一黑色的披风盖在身上,我推开它,一下站了起来,朝寺外空中高挂的太阳,慵懒地伸了一个懒腰。
哇,可真舒服。
我摆动了一下双臂,伸出腿,在空气中甩了甩。一股洪荒之力,从四肢簇拥着,涌上心头,取之不尽,用之不竭。
“云笙,我们动身吧。”我没有回头,想要沐浴在,这充盈的阳光之下,久未见光,才知其温暖可贵。
可过了半晌,都没听到,回复的声音。我回头望向寺内,四处张望着,却没瞧见,她的身影。
“这丫头,怎么每次都,来无影、去无踪的。”我不禁抱怨道。
重获自由,我巴不得,能浪迹天涯,无牵无挂地活在这世上。
按理说,我大可乘机,远走高飞。可她毕竟救过我,这些时日,又是无微不至,衣不解带地照顾我。
能在这么短的时日,恢复元气,神采飞扬,都多亏了她。
可我这么一个向往自由的人,她现在好像就成了我的一个包袱,想拎却拎不起来,想甩又甩不掉。
算了,去寺外周边转转。虽说大体上病愈伤合,但卧躺这么些时日,我的筋骨都没活动开来。
前脚刚踏出寺门,一个熟悉的身影,出现在我眼前。
“你要是,再不和我说一声,就离开。我就丢下你,一个人远走高飞!”我斜视着她,没好气地说道。

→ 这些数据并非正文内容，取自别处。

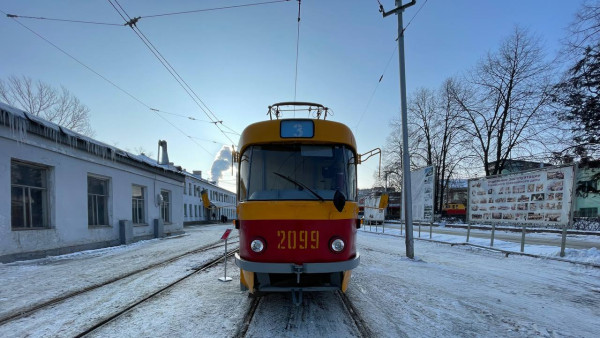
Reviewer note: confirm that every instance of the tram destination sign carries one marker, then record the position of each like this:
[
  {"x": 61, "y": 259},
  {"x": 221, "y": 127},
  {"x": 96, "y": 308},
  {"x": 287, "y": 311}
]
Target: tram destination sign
[{"x": 535, "y": 197}]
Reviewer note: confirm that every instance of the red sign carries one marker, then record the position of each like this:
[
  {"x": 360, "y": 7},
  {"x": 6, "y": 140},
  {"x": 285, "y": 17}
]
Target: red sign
[{"x": 226, "y": 234}]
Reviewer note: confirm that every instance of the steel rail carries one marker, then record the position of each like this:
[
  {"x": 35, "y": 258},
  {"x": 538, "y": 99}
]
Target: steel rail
[{"x": 118, "y": 314}]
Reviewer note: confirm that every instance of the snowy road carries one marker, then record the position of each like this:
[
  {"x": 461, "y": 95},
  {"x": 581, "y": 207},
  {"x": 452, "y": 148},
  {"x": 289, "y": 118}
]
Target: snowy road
[
  {"x": 445, "y": 291},
  {"x": 553, "y": 239}
]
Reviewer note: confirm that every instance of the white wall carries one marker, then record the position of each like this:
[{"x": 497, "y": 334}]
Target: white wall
[{"x": 67, "y": 187}]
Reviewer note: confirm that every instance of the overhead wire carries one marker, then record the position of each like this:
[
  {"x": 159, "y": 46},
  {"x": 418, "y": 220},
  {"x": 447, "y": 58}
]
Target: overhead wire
[
  {"x": 414, "y": 16},
  {"x": 184, "y": 85},
  {"x": 213, "y": 9},
  {"x": 388, "y": 63},
  {"x": 376, "y": 86},
  {"x": 145, "y": 16},
  {"x": 107, "y": 80},
  {"x": 297, "y": 53},
  {"x": 62, "y": 20}
]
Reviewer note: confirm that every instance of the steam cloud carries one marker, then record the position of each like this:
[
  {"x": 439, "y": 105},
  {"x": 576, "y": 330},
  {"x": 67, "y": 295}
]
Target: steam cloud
[{"x": 222, "y": 162}]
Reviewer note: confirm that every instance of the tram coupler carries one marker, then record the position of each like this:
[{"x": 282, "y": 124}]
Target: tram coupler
[
  {"x": 297, "y": 296},
  {"x": 297, "y": 269}
]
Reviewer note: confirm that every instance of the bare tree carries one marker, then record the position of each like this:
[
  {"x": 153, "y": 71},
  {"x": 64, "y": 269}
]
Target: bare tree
[
  {"x": 43, "y": 100},
  {"x": 505, "y": 103},
  {"x": 437, "y": 135},
  {"x": 586, "y": 27}
]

其实我是装的,只是想吓吓她。她同我一样,我们都是漂流之人,没有亲人,没有家。
她没有被我的话吓到,也没因那番忘恩负义的话而生气,嘴角微微上扬,轻笑了一声,说道:“你不会的!”说着,朝寺内走去,身后背着一个包裹。
她就这么确定,我不会丢下她?那包裹里装的什么?她去做什么了?
寥寥数语,轻描淡写,惹得我,不禁跟着走进去。
她将包裹放在桌案上,打开后,一股香味扑鼻而来。我刚走到她身旁,她就从中拿出一个东西,递给我。
原来她是去买包子了!
我一把接过,还冒着热气的包子。卧躺这些时日,因旧伤未愈,疼痛不已,味觉丧失,都没吃什么东西,现在早已饥肠辘辘。
“你怎么知道,我不会丢下你。”我狠狠地咬了一口包子,盯着她,不解地问道。
她停下手中正在做的事情,转过头来,看着我,眸子中仿佛是,闪烁着星星一般,坚定地说道:“因为你从未丢下过我!”
从未?
我们到底经历过什么?
“那你快说说,我们俩之前的事。”我怂恿着她,接着说下去。
她也拿起一包子,转过身来,坐到桌案旁,一面向佛像的石凳上,吃了一小口,说道:“我们初见之时,你就救了我。”
咽下后,接着说道:“那个时候,我刚进绝生门,他们看我弱小又是新来的,天天使唤我。有一次,我想反抗,不再替他们做,那些我不想做的事。”
我也跟着,坐在她身旁的石凳上,听她娓娓道来。
“他们便想把我绑了,吊在树上。我被他们逼在墙角,无处脱身。就在他们拿出绳子,要绑住我的时候。你出现了,一举拿下他们,他们痛哭求饶,而你什么话都没留下,就潇洒地走了。”
原来,我们初见,竟是这样,似曾相识的场景。
“这么说来,你救了我一次,我救过你一次,我们两不相欠了。”我激动地说道,因为不想欠她,一个救命的恩情。
她淡定又坚决地说道:“不!远远不止一次。”
我轻轻歪了歪头,停下正往嘴中,塞包子的手,困惑地望着她。
“之后,我一直跟着你,想做你的小跟班,这样,你就会永远保护我了。人是不是都是这样,只要尝到了甜头,就会奢求更多。”她冷冷地说着。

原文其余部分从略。